After defining a new, integrated global operating model for sales and distribution, the supply chain, product-life-cycle management, and postsales service, the company implemented it with a streamlined IT architecture. The impact was substantial. Among many other benefits, the company reduced the time required to quote special-bid prices by 90 percent and to create custom products by 80 percent.

The architectural transformation at a national oil company was sparked by its management’s desire to turn it into one of the world’s top oil and gas businesses. The company’s IT systems couldn’t support such growth. Too many systems were customized to local needs. Too few business processes were in compliance with company standards. Data were inconsistent from one business unit to another, so cross-divisional collaboration was arduous. And IT rarely matched best industry practices.

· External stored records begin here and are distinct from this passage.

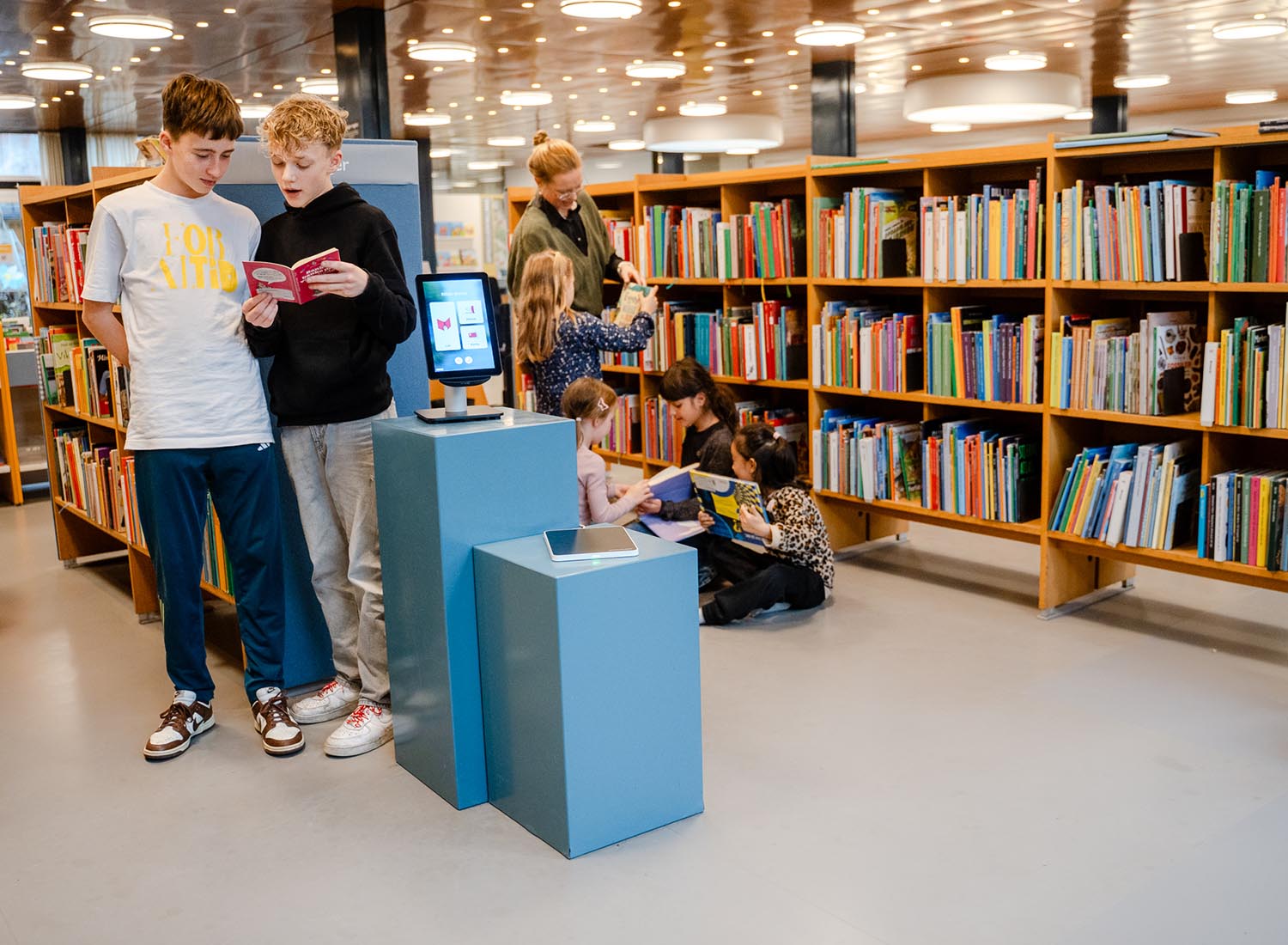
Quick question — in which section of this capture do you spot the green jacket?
[507,191,613,314]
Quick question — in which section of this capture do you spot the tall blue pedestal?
[373,410,577,808]
[474,535,702,857]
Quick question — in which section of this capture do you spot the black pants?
[702,541,827,624]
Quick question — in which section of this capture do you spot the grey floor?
[0,502,1288,945]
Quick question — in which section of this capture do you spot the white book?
[1200,342,1221,427]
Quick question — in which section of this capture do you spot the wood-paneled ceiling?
[0,0,1288,163]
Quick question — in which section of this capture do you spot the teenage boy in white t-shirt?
[82,74,304,758]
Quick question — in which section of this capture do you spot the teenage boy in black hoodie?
[242,95,416,757]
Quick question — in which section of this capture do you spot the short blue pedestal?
[474,535,702,857]
[373,410,577,808]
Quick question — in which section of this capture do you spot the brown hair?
[161,72,246,141]
[662,357,738,432]
[559,378,617,446]
[259,92,349,155]
[514,249,574,361]
[528,131,581,187]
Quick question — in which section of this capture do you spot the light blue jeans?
[281,404,397,708]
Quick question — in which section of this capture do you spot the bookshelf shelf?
[510,128,1288,611]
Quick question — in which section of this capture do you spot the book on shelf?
[811,302,922,392]
[1200,305,1288,430]
[242,247,340,306]
[1198,469,1288,571]
[641,463,706,541]
[690,469,769,551]
[919,173,1046,283]
[1048,311,1203,417]
[925,306,1045,404]
[1051,180,1212,283]
[811,187,919,278]
[1048,441,1200,551]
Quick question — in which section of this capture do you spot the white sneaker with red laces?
[322,703,394,758]
[291,680,358,724]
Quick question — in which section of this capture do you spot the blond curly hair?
[259,93,349,154]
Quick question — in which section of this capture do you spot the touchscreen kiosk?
[416,272,502,423]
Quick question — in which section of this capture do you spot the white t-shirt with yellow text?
[82,182,273,450]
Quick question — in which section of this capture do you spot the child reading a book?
[515,249,657,417]
[698,423,835,624]
[242,94,416,757]
[564,376,649,525]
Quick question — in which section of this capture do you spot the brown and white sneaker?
[143,691,216,759]
[250,686,304,754]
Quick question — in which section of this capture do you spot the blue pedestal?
[474,533,702,857]
[373,410,577,808]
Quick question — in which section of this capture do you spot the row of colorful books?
[811,302,921,392]
[927,306,1043,404]
[1198,469,1288,571]
[1048,441,1200,551]
[1050,311,1203,417]
[813,187,917,278]
[1200,309,1288,430]
[31,223,89,303]
[641,299,808,381]
[1051,180,1212,283]
[920,176,1046,283]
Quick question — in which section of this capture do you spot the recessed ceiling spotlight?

With a clear mandate from top management, IT and business leaders focused on core business objectives requiring a reformed architecture. Under the new plan, IT would support world-class processes, facilitate corporate-wide decision making by supplying better data, help the company develop better insights about customers, and provide an accurate and up-to-date view of its financial, managerial, and logistics position. The company is developing a unified information system to link all divisions and reviewing with greater discipline all requests for new IT projects. IT is exerting more control over critical functions such as finance, human resources, and sales.


The downturn gives IT and business leaders an important opportunity to collaborate in reducing costs and reshaping the IT architecture for competitive advantage. When companies look solely to the IT function to find savings, the results are often limited. A joint IT–business team can achieve much more.

Bringing IT and business leaders together can also help IT create new ways to make the business grow. Greater flexibility, faster times to market, and more efficient and effective business processes will outlast the downturn. For companies that see the present troubles as a chance not only to control their costs but also to reposition themselves for faster growth once the turnaround begins, restructuring the IT architecture can be among the most valuable moves.